Where other students might wander off into research tangents or agonize over the wording of a thesis or paper, “[Morgan is] very fast at grasping things and very direct at writing them,” Crimmins said. “She doesn’t get lost in the weeds.”

As she dove deeper into the world of gerontology and science, Levine found her passion at the nexus of computers and biology. Her lab at Yale is what’s called a “dry lab” — it contracts with “wet labs” to get data they collect, then analyzes the data using computers. Levine’s research also uses data gathered by health surveys that stretch over years, or even decades, returning to the same patient population to ask questions and gather information.

“I’ve always been very interested in statistics and research methods and the power that gives you for answering questions,” she said.

Since her days as a doctoral student, Levine has been trying to find a way to chart and predict aging in individuals. What she didn’t think she would discover, as she did in her lab in 2016, was one single marker for the entire process. “That was the biggest ‘whoa’ moment,” she said. “Statistically, the results I was getting were so strong, I was just amazed that it happened.”

Currently, Crimmins and Levine are part of a team analyzing results from a multi-decade study of 20,000 adults ages 50 and over across the United States. That the study itself exists is due to the doggedness of Crimmins and others like her, who believed 15 years ago that future scientists would find uses for the data.

They began “first by convincing people that it could be done, and that it should be done, then getting the money to do it, then doing it — it’s been a long, long road,” Crimmins said.

And just as Crimmins predicted a decade and a half ago, here, among others, is Levine, an eager recipient of the data. “She will be a beneficiary,” Crimmins said, “but we’re a beneficiary of her working on it.”

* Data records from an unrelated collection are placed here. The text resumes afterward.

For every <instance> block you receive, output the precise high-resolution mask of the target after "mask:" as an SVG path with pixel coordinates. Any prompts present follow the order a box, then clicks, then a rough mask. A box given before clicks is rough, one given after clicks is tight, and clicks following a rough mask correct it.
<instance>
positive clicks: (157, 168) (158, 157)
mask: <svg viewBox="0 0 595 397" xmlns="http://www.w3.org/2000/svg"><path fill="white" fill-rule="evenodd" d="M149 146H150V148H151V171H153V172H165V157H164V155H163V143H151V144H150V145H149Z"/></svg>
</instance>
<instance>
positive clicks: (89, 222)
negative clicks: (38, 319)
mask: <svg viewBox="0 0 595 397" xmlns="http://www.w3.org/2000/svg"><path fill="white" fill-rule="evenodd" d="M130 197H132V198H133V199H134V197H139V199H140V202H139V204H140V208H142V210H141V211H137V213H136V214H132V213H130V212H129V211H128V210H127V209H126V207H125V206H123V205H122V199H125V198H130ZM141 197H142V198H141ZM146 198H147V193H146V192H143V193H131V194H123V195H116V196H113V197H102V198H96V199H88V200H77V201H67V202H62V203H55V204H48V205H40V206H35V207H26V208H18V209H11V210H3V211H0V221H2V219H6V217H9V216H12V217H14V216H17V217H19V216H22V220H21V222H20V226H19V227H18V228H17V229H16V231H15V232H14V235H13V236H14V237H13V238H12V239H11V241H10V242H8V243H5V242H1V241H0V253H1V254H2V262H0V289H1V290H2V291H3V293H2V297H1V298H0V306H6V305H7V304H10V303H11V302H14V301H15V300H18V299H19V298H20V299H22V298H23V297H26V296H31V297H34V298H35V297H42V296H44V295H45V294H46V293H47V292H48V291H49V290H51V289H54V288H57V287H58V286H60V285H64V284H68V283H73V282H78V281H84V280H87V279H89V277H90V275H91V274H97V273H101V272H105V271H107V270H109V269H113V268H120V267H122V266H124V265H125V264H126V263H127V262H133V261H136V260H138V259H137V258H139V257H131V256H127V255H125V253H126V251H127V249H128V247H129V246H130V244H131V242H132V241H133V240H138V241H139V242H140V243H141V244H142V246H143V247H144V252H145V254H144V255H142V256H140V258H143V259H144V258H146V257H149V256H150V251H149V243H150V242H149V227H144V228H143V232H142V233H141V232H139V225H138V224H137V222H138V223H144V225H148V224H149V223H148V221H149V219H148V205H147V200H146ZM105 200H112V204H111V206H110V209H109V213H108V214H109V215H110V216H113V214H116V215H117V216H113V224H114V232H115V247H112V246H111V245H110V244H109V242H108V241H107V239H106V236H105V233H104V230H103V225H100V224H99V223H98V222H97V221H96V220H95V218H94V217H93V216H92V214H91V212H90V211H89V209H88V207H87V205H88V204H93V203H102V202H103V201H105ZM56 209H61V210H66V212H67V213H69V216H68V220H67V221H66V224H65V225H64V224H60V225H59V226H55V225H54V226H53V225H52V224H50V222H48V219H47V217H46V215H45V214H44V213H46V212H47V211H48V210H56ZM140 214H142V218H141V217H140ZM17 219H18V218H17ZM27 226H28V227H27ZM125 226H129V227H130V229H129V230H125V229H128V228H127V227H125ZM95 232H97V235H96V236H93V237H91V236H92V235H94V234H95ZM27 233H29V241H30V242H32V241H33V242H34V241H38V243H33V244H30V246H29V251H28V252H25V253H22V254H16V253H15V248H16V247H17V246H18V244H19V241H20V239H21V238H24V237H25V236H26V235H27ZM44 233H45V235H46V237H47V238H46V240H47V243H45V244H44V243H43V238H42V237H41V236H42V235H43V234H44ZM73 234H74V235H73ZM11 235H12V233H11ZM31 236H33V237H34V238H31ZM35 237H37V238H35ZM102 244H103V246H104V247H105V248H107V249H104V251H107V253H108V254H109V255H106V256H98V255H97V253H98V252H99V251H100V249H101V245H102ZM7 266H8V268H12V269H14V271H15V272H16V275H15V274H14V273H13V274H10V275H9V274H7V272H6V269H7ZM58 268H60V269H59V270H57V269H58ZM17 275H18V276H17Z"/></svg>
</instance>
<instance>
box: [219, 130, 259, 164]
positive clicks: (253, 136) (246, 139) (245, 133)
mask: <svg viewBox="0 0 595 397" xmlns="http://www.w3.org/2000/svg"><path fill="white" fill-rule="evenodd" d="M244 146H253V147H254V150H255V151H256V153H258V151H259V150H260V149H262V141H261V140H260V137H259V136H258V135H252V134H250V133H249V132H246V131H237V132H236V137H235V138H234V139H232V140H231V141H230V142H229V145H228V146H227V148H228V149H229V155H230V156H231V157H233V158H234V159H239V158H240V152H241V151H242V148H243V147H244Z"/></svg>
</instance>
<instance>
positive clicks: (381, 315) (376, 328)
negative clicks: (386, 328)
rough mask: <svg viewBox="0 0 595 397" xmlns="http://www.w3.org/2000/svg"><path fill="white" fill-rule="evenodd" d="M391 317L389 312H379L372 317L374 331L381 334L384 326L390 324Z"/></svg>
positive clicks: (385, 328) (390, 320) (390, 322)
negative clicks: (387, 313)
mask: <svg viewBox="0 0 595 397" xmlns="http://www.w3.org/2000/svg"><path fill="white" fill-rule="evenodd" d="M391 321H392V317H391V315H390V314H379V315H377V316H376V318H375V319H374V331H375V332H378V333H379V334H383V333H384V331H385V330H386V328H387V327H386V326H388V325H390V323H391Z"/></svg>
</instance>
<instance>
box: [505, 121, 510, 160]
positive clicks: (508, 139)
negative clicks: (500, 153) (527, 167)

Describing what’s in the data, Levine sounds like a child listing the goodies she got for her birthday. Not only did researchers collect socioeconomic and behavior data, she said, but “for me, the exciting thing is we have their genetic data, their epigenetic data, their gene expression and a bunch of other biological data, such as mitochondrial functioning and a whole inflammatory panel as well.”

With this information, Levine wants to learn why one individual ages faster than another, and why some people are at higher risk for disease and mortality at younger ages.

She’s also hoping to one day be able to break down aging organ by organ. “Something we’re interested in is what if, say, you have an old heart, but a younger liver, and old lungs?” she said. “What does that mean for your risk of different outcomes?”

In the meantime, she keeps busy not only overseeing her lab, but riding horses, running even in the New England winters, and chasing after her three-year-old daughter. Her husband, Zachary Levine, is a scientist who works in physics research at Yale.

Although Levine initially resisted following her mother’s academic path, she now cherishes the extra bond they share. “I thought I wanted to be distinct from her,” she said. “But then, having that sounding board was really nice. And I felt there was a whole other level I could relate to her on.”

Wilber’s research focuses on improving health outcomes and quality of life for vulnerable elders; Levine hopes her own discoveries will keep elderly people active and vital for longer. It’s the quest that gets her up in the morning and that rivets her to her computer, numbers and scientific terms scrolling by.

“My favorite thing about studying aging is that there are so many questions,” she said. “It’s constantly evolving. We will never run out of questions.”